Una noche de luna aullaba yo más por costumbre y para deleite del viejo pescador que por esperar respuesta alguna a mis aullidos, cuando de pronto una masa enorme y gris emergió del mar lanzando al aire un gran chorro de agua y emitiendo un sonido gutural, emocionante. ¡La ballena te escuchó, me grito el viejo, la ballena habla contigo! Así me enteré yo, como tantas veces me había pasado en mi lobuna vida, de la existencias de las ballenas. El viejo, convencido de que hablaba con la ballena ¡que va a ser casi me dio un susto de muerte!, siguió con su perorata hablándome del mundo de las ballenas, relacionándolo con la vida de los lobos, de los pescadores y otro montón de cosas de las que no puedo acordarme, pues ya dormitaba.

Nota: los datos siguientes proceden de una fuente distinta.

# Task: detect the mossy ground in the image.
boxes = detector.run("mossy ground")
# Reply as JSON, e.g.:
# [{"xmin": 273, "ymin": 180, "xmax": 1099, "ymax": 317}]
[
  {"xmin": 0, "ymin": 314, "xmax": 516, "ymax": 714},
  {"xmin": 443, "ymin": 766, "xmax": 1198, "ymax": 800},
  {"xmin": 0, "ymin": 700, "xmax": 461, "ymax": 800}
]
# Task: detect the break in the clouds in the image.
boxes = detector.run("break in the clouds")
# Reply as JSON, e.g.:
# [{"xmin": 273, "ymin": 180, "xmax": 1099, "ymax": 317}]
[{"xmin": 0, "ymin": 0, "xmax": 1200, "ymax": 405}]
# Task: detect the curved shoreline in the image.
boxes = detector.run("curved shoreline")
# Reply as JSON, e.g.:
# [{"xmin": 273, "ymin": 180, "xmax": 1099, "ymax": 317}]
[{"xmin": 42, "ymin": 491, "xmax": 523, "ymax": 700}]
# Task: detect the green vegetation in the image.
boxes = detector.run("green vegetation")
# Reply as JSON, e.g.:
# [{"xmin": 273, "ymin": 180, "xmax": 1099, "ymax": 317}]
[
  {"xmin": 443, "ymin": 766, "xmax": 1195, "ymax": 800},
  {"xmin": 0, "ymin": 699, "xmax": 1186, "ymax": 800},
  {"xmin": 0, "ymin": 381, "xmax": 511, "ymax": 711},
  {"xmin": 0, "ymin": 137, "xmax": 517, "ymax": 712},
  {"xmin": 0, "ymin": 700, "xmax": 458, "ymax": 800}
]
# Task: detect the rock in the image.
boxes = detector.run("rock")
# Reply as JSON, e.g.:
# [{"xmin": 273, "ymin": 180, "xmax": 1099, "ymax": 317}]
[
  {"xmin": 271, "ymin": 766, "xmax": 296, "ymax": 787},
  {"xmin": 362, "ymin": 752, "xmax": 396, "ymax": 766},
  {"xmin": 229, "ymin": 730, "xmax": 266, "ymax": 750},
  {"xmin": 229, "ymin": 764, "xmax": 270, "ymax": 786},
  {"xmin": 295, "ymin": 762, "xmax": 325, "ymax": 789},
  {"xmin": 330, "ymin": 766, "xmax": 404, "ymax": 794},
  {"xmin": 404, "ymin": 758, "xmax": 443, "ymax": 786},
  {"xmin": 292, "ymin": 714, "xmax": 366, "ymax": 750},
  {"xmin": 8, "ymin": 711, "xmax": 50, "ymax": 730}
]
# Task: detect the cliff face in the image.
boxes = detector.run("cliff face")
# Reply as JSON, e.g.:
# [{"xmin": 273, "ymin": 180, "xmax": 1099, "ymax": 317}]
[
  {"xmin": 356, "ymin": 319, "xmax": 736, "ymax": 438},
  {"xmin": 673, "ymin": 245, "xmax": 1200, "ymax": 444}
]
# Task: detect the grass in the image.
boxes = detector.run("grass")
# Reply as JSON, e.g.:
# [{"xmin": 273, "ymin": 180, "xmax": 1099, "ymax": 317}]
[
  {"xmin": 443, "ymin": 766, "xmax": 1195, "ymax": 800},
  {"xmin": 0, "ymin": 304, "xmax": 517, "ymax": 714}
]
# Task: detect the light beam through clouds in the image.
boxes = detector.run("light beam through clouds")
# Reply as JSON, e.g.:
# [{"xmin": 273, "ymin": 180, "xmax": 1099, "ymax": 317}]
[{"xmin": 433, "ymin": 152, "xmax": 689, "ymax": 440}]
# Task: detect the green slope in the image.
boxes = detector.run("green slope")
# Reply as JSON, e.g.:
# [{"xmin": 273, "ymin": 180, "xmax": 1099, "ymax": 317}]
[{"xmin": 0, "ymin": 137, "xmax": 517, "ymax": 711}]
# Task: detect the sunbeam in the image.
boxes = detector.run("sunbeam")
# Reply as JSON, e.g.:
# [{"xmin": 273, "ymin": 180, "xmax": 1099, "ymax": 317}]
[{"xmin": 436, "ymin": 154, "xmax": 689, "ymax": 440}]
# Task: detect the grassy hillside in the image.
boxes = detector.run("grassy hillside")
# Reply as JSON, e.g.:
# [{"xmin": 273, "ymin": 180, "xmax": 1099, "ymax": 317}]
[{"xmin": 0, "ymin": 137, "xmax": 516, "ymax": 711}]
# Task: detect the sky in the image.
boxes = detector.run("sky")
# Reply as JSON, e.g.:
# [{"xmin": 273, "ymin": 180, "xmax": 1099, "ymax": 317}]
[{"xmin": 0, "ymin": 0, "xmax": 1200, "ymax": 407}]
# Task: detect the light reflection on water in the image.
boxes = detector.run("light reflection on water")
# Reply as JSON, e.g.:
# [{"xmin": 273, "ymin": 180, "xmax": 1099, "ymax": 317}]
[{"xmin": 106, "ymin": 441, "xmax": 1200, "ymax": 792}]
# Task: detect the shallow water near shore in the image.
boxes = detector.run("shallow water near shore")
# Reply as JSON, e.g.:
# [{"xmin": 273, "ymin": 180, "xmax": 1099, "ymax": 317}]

Al amanecer la barca apenas se movía, la mar era una mancha negra y viscosa que la atrapaba como una red invisible. A lo lejos un barco ardía en el mar, cosa que me extrañó muchísimo, pues nunca había visto que nada ardiera en el agua. Sabía de cuando vivía en el monte que los humanos apagaban sus fogatas con agua, dando un olor que me ayudaba muchísimo para evitarlos. El viejo se despertó alarmado, inmediatamente agarró los remos, cosa que nunca había hecho hasta entonces, y remó, remó y remó hasta que la barca volvió a mecerse en suaves olas azules. Luego se tiró al agua y se pasó un gran rato limpiando aquella pasta negra y viscosa que se había pegado al casco, musitando no se qué disculpas a la barca.
Cuando por fin subió a bordo, tendido de cansancio, ví como le salía agua de los ojos. Movido por la curiosidad me atreví a lamer aquella agua bastante salobre. Se ve que con el largo baño le había entrado agua en el cuerpo y ahora le salía por los ojos. Lejos de llamarme la atención por mi atrevimiento el viejo me acariciaba suavemente la cabeza. Fue la primera vez que nos tocamos.
Pasaron un par de días en los que el viejo andaba pensativo, sin hablar conmigo ni con la barca que iba a su aire, hasta que por fin una mañana se levantó y me dijo que ya era hora de buscar un lugar en tierra. A continuación palmoteando la madera de la borda susurró a la barca, como había hecho otras veces. De repente la barca subió como un pájaro abandonando el agua que se desplazaba a gran velocidad hacia donde sale el sol, mientras nosotros quedábamos como quietos, suspendidos en el aire. Si subiéramos más serías el primer lobo en ver que la tierra es redonda, pero no podemos subir demasiado, porque allá arriba hace mucho frío y nos faltaría el aire. Cómo va a ser redonda la tierra, pensé yo, el agua de los ríos se va siempre pendiente abajo, y si la tierra fuera redonda el agua del mar en lugar de ir marcha atrás, como va ahora, se caería por los costados.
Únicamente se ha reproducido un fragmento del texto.